I've recently begun thinking that Google can't, in fact, improve their search results. They've forced the algorithmic landscape of available data onto a local optima because of seo and financial incentives. The only way they could improve results would be the cooperation of all players - website owners would have to agree to not try to game the algorithm, which will never happen. Everything is so oriented around gaming the Google algorithms that the game is deadlocked.
There's a clear opportunity right now for an awesome search engine to usurp Google's throne. Bing and Microsoft are too conservative to be a serious threat, but would happily acquire an engine better then Google. Nobody wants to be David on purpose when Goliath is a terrifyingly huge and scary as Google, but I think it's gonna happen soon.
I don’t think it’s possible. SEO is targeted at google because that’s what the users use. If another engine became top, seo spammers would redesign around that.
It’s almost similar to how GANs work. Google tries to filter crap from content and the SEO spammers try to generate crap that is indistinguishable from content. And we settled at a point where seo spammers have won and their content looks like real valuable content but without real substance that ML can’t identify yet.

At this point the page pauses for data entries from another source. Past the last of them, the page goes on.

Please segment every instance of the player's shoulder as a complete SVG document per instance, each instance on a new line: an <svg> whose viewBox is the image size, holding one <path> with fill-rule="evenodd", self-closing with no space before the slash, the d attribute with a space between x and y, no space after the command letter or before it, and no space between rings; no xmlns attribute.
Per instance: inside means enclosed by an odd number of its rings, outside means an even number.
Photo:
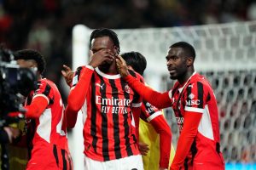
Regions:
<svg viewBox="0 0 256 170"><path fill-rule="evenodd" d="M130 74L132 76L139 79L142 82L144 82L144 78L143 78L143 76L142 75L140 75L139 73L136 72L135 71L131 71L131 70L128 70L128 71L129 71Z"/></svg>
<svg viewBox="0 0 256 170"><path fill-rule="evenodd" d="M189 84L198 84L199 86L204 87L204 89L212 88L211 83L208 82L206 76L199 73L196 73L194 76L191 77L191 81Z"/></svg>

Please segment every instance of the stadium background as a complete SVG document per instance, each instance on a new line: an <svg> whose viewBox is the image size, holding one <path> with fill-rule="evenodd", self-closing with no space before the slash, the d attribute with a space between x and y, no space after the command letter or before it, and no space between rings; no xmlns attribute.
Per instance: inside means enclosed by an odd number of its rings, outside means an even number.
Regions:
<svg viewBox="0 0 256 170"><path fill-rule="evenodd" d="M254 20L254 1L2 0L0 42L13 50L32 48L41 51L48 63L45 76L58 84L66 100L68 91L61 70L62 64L74 65L73 26L77 24L87 26L77 27L85 36L93 28L115 29L121 52L137 50L148 58L147 82L160 91L173 83L168 80L165 65L168 45L189 41L197 51L196 69L209 78L218 99L227 169L253 169L256 24L245 21ZM82 38L84 54L85 36ZM166 114L175 144L176 120L171 110L166 110ZM240 163L249 166L241 167Z"/></svg>

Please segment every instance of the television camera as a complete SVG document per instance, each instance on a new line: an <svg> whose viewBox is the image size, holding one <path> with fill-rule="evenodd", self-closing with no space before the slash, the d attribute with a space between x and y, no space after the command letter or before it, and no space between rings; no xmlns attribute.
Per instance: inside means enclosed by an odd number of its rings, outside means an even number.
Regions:
<svg viewBox="0 0 256 170"><path fill-rule="evenodd" d="M24 117L24 97L36 88L37 76L32 69L20 68L14 53L0 47L0 128ZM12 112L20 112L10 116Z"/></svg>

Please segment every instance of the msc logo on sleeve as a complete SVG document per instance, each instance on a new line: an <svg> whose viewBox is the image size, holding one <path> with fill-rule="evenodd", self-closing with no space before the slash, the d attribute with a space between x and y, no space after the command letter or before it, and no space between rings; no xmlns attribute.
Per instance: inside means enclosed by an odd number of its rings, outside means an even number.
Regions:
<svg viewBox="0 0 256 170"><path fill-rule="evenodd" d="M200 99L196 99L194 98L195 98L195 95L193 94L190 94L189 95L189 99L186 100L186 105L188 105L188 106L199 105Z"/></svg>

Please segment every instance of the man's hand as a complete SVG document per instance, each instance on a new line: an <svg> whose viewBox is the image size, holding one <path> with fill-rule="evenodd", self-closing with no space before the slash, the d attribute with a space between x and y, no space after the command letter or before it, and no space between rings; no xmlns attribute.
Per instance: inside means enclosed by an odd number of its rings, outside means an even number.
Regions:
<svg viewBox="0 0 256 170"><path fill-rule="evenodd" d="M139 142L138 145L139 145L139 150L140 150L141 154L143 156L147 156L147 154L149 150L148 144Z"/></svg>
<svg viewBox="0 0 256 170"><path fill-rule="evenodd" d="M117 56L115 60L116 60L117 68L121 76L123 77L127 76L130 73L125 60L121 56Z"/></svg>
<svg viewBox="0 0 256 170"><path fill-rule="evenodd" d="M74 72L72 71L70 67L67 66L66 65L63 65L63 70L61 71L61 74L65 78L67 84L69 86L72 82Z"/></svg>
<svg viewBox="0 0 256 170"><path fill-rule="evenodd" d="M103 48L94 54L91 51L90 52L90 59L89 65L92 66L93 68L96 68L104 63L110 64L114 60L114 54L110 49Z"/></svg>
<svg viewBox="0 0 256 170"><path fill-rule="evenodd" d="M19 128L14 128L11 127L4 127L3 130L8 134L9 140L10 143L12 143L13 139L16 139L20 134L20 131L19 130Z"/></svg>

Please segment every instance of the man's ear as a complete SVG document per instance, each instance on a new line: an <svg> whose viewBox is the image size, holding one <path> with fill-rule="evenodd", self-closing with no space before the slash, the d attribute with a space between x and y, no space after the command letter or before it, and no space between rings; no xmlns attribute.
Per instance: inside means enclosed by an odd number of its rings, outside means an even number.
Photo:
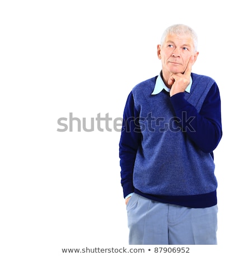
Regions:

What was the tipping point where spam won the SEO arms race? Feels like SEO has been a thing for decades, cat and mouse, back and forth and the outcome for the search user has been good/decent results for most of that time, there have been big corrections against spam like Panda but generally consistent good results.. then recently bam! huge downswing in quality, spam won the war? Or Google gave up? Seems kind of unbelievable that suddenly its all gone to shit, what changed?
Let me very slightly push back: Google can't improve their search results without changing how they approach the problem. Now, it's Google, so the odds of them changing their approach is basically zero. But, it's my belief that for instance, a review team of 50 employees whose only job is to look at common searches and the results and hunt down ... let's call it low quality links... and manually blacklist them and pass aggregated results along to the machine learning teams that run the normal algorithm, could absolutely improve their quality. But, it's Google, and manual intervention is impossible (in their world view), so yes, in reality it will never be fixed.
In my opinion, it's not going to be as simple as someone outcompeting them at the existing game. It's that someone will beat them at the next iteration of the game, at a new paradigm of information discovery and distribution.
The analogue here is Microsoft losing its software dominance not due to a desktop competitor overthrowing them, but through failing to play the Web and mobile games as effectively as the new dominant players.
There's a clear opportunity right now for an awesome search engine to usurp Google's throne. Bing and Microsoft are too conservative to be a serious threat, but would happily acquire an engine better then Google. Nobody wants to be David on purpose when Goliath is a terrifyingly huge and scary as Google, but I think it's gonna happen soon.